CTkvr: KV Cache Retrieval for Long-Context LLMs via Centroid then Token Indexing
Kuan Lu, Shuhang Lin, Sai Wu, Yichen Yao, Junhan Yang, Huan Li, Wei Chu, Xu Yinghui, Yuan Qi, Gang Chen
TL;DR
CTkvr tackles the memory and latency bottlenecks of KV caches in long-context LLM inference by introducing a centroid-then-token KV retrieval pipeline. It builds a lightweight query-centroid index (qcIVF) during prefilling, then refines to top-K keys at the token level, while offloading most KV operations to CPU DRAM and overlapping CPU-GPU execution. The approach yields near FullKV accuracy (≤1% degradation) and substantial throughput gains (3×–4×) across Llama-3-8B and Yi-9B at 96K context, with strong scalability to ultra-long contexts. Extensive experiments, ablations, and comparisons show CTkvr outperforms eviction, block-level, and other token-level methods, while offering vastly faster index construction than Faiss ANN methods and robust compatibility with efficient prefilling techniques.
Abstract
Large language models (LLMs) are increasingly applied in long-context scenarios such as multi-turn conversations. However, long contexts pose significant challenges for inference efficiency, including high memory overhead from Key-Value (KV) cache and increased latency due to excessive memory accesses. Recent methods for dynamic KV selection struggle with trade-offs: block-level indexing degrades accuracy by retrieving irrelevant KV entries, while token-level indexing incurs high latency from inefficient retrieval mechanisms.
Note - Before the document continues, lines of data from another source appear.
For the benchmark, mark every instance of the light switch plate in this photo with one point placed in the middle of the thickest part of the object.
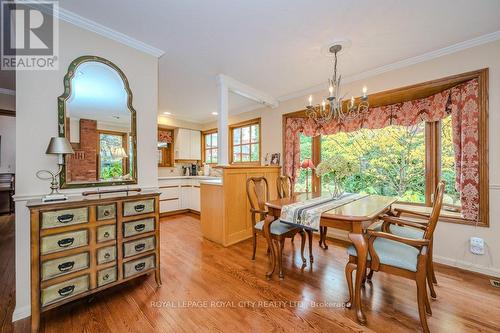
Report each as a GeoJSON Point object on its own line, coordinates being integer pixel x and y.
{"type": "Point", "coordinates": [477, 245]}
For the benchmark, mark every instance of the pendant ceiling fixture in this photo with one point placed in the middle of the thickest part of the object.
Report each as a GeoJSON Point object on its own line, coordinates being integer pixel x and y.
{"type": "Point", "coordinates": [333, 107]}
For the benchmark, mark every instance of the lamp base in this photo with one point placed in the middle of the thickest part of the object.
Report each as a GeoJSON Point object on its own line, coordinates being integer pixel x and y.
{"type": "Point", "coordinates": [54, 197]}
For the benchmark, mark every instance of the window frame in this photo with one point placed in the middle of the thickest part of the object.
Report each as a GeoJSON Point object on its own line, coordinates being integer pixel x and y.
{"type": "Point", "coordinates": [125, 163]}
{"type": "Point", "coordinates": [243, 124]}
{"type": "Point", "coordinates": [432, 138]}
{"type": "Point", "coordinates": [203, 155]}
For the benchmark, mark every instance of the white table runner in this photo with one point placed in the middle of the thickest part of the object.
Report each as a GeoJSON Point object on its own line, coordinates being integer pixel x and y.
{"type": "Point", "coordinates": [307, 214]}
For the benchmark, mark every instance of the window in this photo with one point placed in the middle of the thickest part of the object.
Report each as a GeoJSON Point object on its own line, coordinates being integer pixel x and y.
{"type": "Point", "coordinates": [112, 155]}
{"type": "Point", "coordinates": [391, 161]}
{"type": "Point", "coordinates": [245, 142]}
{"type": "Point", "coordinates": [210, 152]}
{"type": "Point", "coordinates": [448, 174]}
{"type": "Point", "coordinates": [305, 152]}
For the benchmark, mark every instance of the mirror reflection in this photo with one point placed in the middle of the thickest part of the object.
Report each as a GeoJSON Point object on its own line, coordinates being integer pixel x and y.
{"type": "Point", "coordinates": [99, 125]}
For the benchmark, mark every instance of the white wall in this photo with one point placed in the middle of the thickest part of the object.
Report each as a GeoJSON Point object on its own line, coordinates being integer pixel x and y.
{"type": "Point", "coordinates": [451, 243]}
{"type": "Point", "coordinates": [8, 144]}
{"type": "Point", "coordinates": [36, 100]}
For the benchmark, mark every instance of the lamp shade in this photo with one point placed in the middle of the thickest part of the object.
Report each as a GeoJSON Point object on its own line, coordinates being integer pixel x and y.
{"type": "Point", "coordinates": [307, 164]}
{"type": "Point", "coordinates": [59, 145]}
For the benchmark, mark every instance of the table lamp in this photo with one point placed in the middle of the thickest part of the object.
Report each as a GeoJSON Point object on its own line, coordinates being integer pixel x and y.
{"type": "Point", "coordinates": [59, 146]}
{"type": "Point", "coordinates": [307, 164]}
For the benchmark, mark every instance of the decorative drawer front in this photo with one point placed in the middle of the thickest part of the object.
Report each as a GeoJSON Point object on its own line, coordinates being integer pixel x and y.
{"type": "Point", "coordinates": [106, 276]}
{"type": "Point", "coordinates": [106, 212]}
{"type": "Point", "coordinates": [106, 254]}
{"type": "Point", "coordinates": [131, 208]}
{"type": "Point", "coordinates": [64, 241]}
{"type": "Point", "coordinates": [61, 266]}
{"type": "Point", "coordinates": [64, 290]}
{"type": "Point", "coordinates": [138, 246]}
{"type": "Point", "coordinates": [61, 218]}
{"type": "Point", "coordinates": [106, 233]}
{"type": "Point", "coordinates": [138, 266]}
{"type": "Point", "coordinates": [138, 227]}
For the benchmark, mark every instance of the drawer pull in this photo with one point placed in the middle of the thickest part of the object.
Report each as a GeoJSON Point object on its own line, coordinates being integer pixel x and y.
{"type": "Point", "coordinates": [140, 267]}
{"type": "Point", "coordinates": [139, 208]}
{"type": "Point", "coordinates": [65, 242]}
{"type": "Point", "coordinates": [65, 218]}
{"type": "Point", "coordinates": [140, 247]}
{"type": "Point", "coordinates": [140, 227]}
{"type": "Point", "coordinates": [66, 266]}
{"type": "Point", "coordinates": [66, 290]}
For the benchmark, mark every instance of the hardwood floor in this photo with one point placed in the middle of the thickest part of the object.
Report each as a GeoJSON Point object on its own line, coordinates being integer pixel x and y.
{"type": "Point", "coordinates": [208, 288]}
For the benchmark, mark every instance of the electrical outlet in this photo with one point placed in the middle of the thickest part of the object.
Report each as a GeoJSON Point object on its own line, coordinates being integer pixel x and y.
{"type": "Point", "coordinates": [495, 283]}
{"type": "Point", "coordinates": [477, 245]}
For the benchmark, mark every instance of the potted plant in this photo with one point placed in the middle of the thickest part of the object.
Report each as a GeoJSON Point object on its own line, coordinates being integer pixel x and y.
{"type": "Point", "coordinates": [338, 168]}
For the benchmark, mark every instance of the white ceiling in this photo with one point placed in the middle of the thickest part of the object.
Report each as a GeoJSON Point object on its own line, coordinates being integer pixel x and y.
{"type": "Point", "coordinates": [274, 46]}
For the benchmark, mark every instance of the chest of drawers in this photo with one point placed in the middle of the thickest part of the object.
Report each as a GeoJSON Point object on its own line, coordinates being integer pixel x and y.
{"type": "Point", "coordinates": [80, 247]}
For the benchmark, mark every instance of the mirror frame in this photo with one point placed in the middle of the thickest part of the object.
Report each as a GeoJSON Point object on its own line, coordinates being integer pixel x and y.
{"type": "Point", "coordinates": [61, 107]}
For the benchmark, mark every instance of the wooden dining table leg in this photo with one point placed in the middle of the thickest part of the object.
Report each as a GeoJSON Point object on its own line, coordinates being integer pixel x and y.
{"type": "Point", "coordinates": [266, 231]}
{"type": "Point", "coordinates": [361, 246]}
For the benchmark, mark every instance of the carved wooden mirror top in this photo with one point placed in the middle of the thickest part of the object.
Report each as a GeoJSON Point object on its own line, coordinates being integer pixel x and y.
{"type": "Point", "coordinates": [97, 117]}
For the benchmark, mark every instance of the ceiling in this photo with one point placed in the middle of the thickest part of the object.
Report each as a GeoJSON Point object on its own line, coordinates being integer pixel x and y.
{"type": "Point", "coordinates": [274, 46]}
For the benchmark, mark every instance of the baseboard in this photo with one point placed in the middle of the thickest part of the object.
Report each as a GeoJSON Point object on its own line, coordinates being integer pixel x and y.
{"type": "Point", "coordinates": [21, 313]}
{"type": "Point", "coordinates": [180, 211]}
{"type": "Point", "coordinates": [466, 266]}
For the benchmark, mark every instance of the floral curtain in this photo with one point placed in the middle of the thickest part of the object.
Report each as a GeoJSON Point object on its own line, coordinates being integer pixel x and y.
{"type": "Point", "coordinates": [461, 101]}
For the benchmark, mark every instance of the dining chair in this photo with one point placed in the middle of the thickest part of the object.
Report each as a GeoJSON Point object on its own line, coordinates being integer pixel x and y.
{"type": "Point", "coordinates": [419, 221]}
{"type": "Point", "coordinates": [258, 194]}
{"type": "Point", "coordinates": [401, 256]}
{"type": "Point", "coordinates": [284, 185]}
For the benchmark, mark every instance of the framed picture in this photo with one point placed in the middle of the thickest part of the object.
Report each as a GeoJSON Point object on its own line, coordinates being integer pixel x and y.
{"type": "Point", "coordinates": [275, 159]}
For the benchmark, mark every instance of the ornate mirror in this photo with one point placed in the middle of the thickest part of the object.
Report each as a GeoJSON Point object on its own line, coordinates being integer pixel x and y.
{"type": "Point", "coordinates": [97, 117]}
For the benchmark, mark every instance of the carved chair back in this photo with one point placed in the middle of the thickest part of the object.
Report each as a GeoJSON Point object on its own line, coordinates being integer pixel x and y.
{"type": "Point", "coordinates": [258, 195]}
{"type": "Point", "coordinates": [285, 187]}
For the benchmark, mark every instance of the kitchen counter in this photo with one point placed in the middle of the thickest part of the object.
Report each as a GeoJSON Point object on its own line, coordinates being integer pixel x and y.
{"type": "Point", "coordinates": [189, 177]}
In this paper, we propose CTKVR, a novel centroid-then-token KV retrieval scheme that addresses these limitations. CTKVR leverages a key observation: query vectors adjacent in position exhibit high similarity after Rotary Position Embedding (RoPE) and share most of their top-k KV cache entries. Based on this insight, CTKVR employs a two-stage retrieval strategy: lightweight centroids are precomputed during prefilling for centroid-grained indexing, followed by token-level refinement for precise KV retrieval. This approach balances retrieval efficiency and accuracy. To further enhance performance, we implement an optimized system for indexing construction and search using CPU-GPU co-execution. Experimentally, CTKVR achieves superior performance across multiple benchmarks with less than 1% accuracy degradation. Meanwhile, CTKVR delivers 3 times and 4 times throughput speedups on Llama-3-8B and Yi-9B at 96K context length across diverse GPU hardware.